Mientras los préstamos al consumo encadenan ocho meses de caída real, el financiamiento al sector público y la deuda corporativa en dólares para sectores estratégicos muestran un dinamismo contrapuesto.

La exposición de los bancos a la deuda del Tesoro alcanzó un máximo del 42% del activo total del sistema.
La exposición de los bancos a la deuda del Tesoro alcanzó un máximo del 42% del activo total del sistema.
Hace 1 Hs

Resumen para apurados

  • El sistema financiero argentino se bifurcó en 2026: los bancos priorizan la deuda estatal y de grandes firmas, mientras cae drásticamente el crédito en pesos a familias y PyMEs.
  • Por la recesión, los bancos destinaron el 42% de sus activos a títulos públicos por menor riesgo. Así, el Tesoro absorbió $12 billones y el crédito familiar real cayó un 6%.
  • Esta tendencia asfixia el consumo interno y relega el crédito en dólares solo a energía y minería, consolidando al Estado como el principal cliente de los bancos del país.
Resumen generado con IA

La dinámica del sistema financiero argentino muestra hoy dos realidades paralelas. Por un lado, una profunda contracción del crédito privado en pesos que asfixia el consumo familiar y a las PyMEs; por el otro, un sector público que absorbe la liquidez del sistema y un "oasis" de financiamiento en dólares reservado exclusivamente para los gigantes de la energía y la minería.
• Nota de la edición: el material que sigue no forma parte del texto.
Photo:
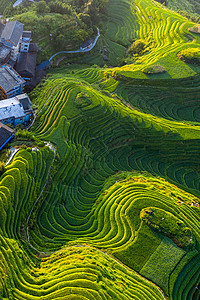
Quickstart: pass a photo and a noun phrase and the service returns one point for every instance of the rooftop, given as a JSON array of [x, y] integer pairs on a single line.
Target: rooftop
[[12, 32], [26, 34], [5, 133], [4, 52], [11, 108]]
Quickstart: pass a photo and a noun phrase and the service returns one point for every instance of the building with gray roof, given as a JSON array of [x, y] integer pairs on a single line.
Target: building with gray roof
[[16, 110], [12, 33], [6, 134]]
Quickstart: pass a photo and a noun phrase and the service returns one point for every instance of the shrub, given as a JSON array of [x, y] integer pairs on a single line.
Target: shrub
[[137, 47], [190, 55], [2, 168], [154, 70]]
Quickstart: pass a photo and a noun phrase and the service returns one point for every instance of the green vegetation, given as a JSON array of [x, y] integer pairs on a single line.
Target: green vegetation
[[102, 199], [191, 55]]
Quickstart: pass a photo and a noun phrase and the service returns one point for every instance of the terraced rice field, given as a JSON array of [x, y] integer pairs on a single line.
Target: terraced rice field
[[111, 211], [165, 30]]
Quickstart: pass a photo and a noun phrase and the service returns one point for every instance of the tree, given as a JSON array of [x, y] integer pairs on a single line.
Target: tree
[[2, 168], [42, 7]]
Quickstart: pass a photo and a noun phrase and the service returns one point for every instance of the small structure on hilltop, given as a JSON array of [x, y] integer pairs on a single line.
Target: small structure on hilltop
[[16, 110], [26, 62], [25, 41], [6, 134], [11, 83], [12, 33], [10, 38]]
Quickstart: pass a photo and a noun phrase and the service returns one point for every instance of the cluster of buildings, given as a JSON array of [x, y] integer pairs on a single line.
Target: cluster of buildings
[[17, 69]]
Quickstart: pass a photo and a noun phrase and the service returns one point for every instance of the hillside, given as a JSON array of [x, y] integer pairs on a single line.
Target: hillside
[[101, 201]]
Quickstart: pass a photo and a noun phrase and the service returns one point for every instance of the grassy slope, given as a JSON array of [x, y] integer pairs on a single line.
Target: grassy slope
[[95, 197], [168, 32]]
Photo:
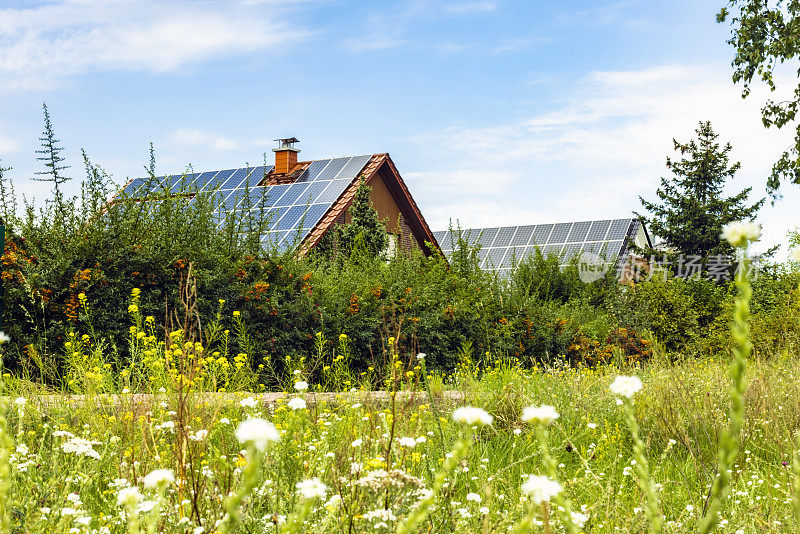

El Estado, el principal "cliente" de los bancos

A pesar de las expectativas oficiales de una remonetización que impulsara la inversión privada, el flujo de fondos tomó un rumbo distinto. Según informes de Estudios Económicos del Banco Provincia, la liquidez inyectada por el Banco Central -tras comprar unos U$S10.000 millones- no terminó en préstamos productivos o de consumo, sino en títulos públicos.

En los primeros cinco meses de 2026, la exposición de los bancos a la deuda del Tesoro alcanzó un máximo del 42% del activo total del sistema. Las razones de esta preferencia bancaria son pragmáticas. 

Los títulos públicos ofrecen mayor liquidez, se perciben con menor riesgo de impago frente al sector privado en recesión y se benefician de un marco regulatorio favorable.

Como resultado, el Tesoro nacional absorbió casi $12 billones en sus licitaciones, mientras que el crédito real a las familias cayó un 6% y a las empresas un 4%.

Con los últimos datos de mayo se supo que la línea de préstamos personales subió en términos nominales un 1% mensual. El saldo llegó a $21 billones para el total acumulado. En cuanto a las variaciones reales, se registra una caída mensual del 1,4% y un incremento anual de apenas 0,2%.